Perfect Always by Tricia Copeland

Perfect Always by Tricia Copeland

Author:Tricia Copeland [Copeland, Tricia]
Language: eng
Format: epub
Publisher: True Bird Publishing
Published: 2020-09-21T16:00:00+00:00


“Good morning.” Isaac’s face is inches from mine when I open my eyes.

“What time is it?” I glance to the window to see light pouring in.

“After nine. You’re such a slugabed.”

“Slugabed?”

“A lazy person who stays in bed late.”

“I’m not lazy.” I press my pillow to his face. “It’s vacation, remember?”

“Well, I’m starving.” He palms the pillow and tosses it behind him.

“I bought bagels and eggs.” Getting up, I pull on my sweater and some socks.

“Perfect.” He kisses me.

I take a minute to brush my teeth and join him in the kitchen. Making eggs and toasting bagels, we sip orange juice. He tells me we should make a plan so we get all our activities in around his workouts. Crossing to the table with my plate, I ask if I can just lie on the beach all day. I check the court schedule with my phone and reserve one for the next day.
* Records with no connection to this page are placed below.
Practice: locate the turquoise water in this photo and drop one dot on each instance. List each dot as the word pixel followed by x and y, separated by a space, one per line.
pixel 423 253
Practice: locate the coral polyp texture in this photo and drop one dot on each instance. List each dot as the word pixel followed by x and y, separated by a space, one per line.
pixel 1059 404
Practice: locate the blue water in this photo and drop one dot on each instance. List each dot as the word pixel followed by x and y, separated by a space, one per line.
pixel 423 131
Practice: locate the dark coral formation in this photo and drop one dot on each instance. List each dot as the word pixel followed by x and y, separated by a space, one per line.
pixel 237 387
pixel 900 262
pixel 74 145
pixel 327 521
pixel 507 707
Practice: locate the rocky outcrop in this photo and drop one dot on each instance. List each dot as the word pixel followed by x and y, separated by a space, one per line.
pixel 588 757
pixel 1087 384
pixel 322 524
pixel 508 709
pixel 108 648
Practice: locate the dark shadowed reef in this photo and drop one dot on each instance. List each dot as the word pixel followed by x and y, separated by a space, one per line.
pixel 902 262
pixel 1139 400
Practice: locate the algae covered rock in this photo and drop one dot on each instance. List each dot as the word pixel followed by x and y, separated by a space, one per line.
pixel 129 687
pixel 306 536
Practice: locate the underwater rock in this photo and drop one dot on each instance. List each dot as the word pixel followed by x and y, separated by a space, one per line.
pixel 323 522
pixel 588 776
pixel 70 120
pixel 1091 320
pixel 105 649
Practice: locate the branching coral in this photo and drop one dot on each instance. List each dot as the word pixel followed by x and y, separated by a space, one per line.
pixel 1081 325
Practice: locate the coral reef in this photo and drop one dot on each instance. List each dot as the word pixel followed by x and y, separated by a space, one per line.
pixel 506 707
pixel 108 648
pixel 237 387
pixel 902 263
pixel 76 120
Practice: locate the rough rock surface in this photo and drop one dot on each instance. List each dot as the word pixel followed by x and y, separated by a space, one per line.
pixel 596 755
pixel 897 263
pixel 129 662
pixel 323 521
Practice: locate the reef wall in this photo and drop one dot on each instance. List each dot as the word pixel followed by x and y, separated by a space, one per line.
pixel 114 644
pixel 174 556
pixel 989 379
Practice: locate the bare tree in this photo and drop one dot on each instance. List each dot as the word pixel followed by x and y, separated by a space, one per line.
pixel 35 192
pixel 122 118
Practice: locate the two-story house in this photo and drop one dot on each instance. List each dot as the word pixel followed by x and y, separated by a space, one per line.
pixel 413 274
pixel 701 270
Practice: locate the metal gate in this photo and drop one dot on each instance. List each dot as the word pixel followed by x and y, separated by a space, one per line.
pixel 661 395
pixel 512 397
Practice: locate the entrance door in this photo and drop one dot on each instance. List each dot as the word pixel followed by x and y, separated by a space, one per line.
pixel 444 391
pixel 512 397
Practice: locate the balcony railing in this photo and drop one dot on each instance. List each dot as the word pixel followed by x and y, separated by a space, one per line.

“Basketball today?” I set the device between us.

“You’re not going to check your email?”

“No. I told you, vacation.”

“Are you scared you’ll get in or scared you won’t?”

“Don’t over analyze. I think you’re more excited about this than me. Vacation, remember?”

“Sorry.” Isaac holds up his palms. “But yes, basketball sounds awesome.”

We clean up the kitchen, change, and head to the park. It’s freezing but sunny, and as he dribbles the ball between his legs, I bounce around him.

“You aren’t going to be able to play with those gloves.”

“Fine.” I stop and take my fingers out.

“Okay, here. Let me see your skills.” He tosses me the ball.

Catching it, I dribble right-handed to the net, stop, and loft the ball towards the hoop. It bounces off the backboard and down to the pavement.

“Not bad. Try again.” Hand on hip, he studies me.

I try to focus on the ball and how I learned to shoot in middle school and not his sexy pose. Dribbling a few more times, I plant my feet and loft the ball up. It hits the front of the rim and bounces back.

“Close.”

I palm the ball. “We should just play a game. Except you only get to use one hand, your left.”

“You want me to play with my weak hand? Okay, bring it.” He struts towards me.

“Oh, I will.” Dodging around him, I push to the net, jump, and do a perfect layup.

“What was that?” He grabs me around the waist. “You’ve been holding out. And left-handed? What freak taught you to play basketball?”

“That’s one-zero, is what it is.” Backing away, I tug the ball from his grip.

“Seriously, why left-handed?”

“Because I’m left-handed.”

“No, you’re not. I’ve known you for six months. You write with your right hand.”

“Yeah, because my mom forced me to learn. Being left-handed is shameful, impure, weak in Asian cultures.”

“Freaky. Okay, well, me and you then, lefty to weak-lefty.” He snags the ball from me and runs to the boundary line.

“No jump shots, or dunks, or whatever you call them.”

“What, like this?” Skirting around me, he jogs to the hoop, jumps, shoves the ball in, and hangs on the net.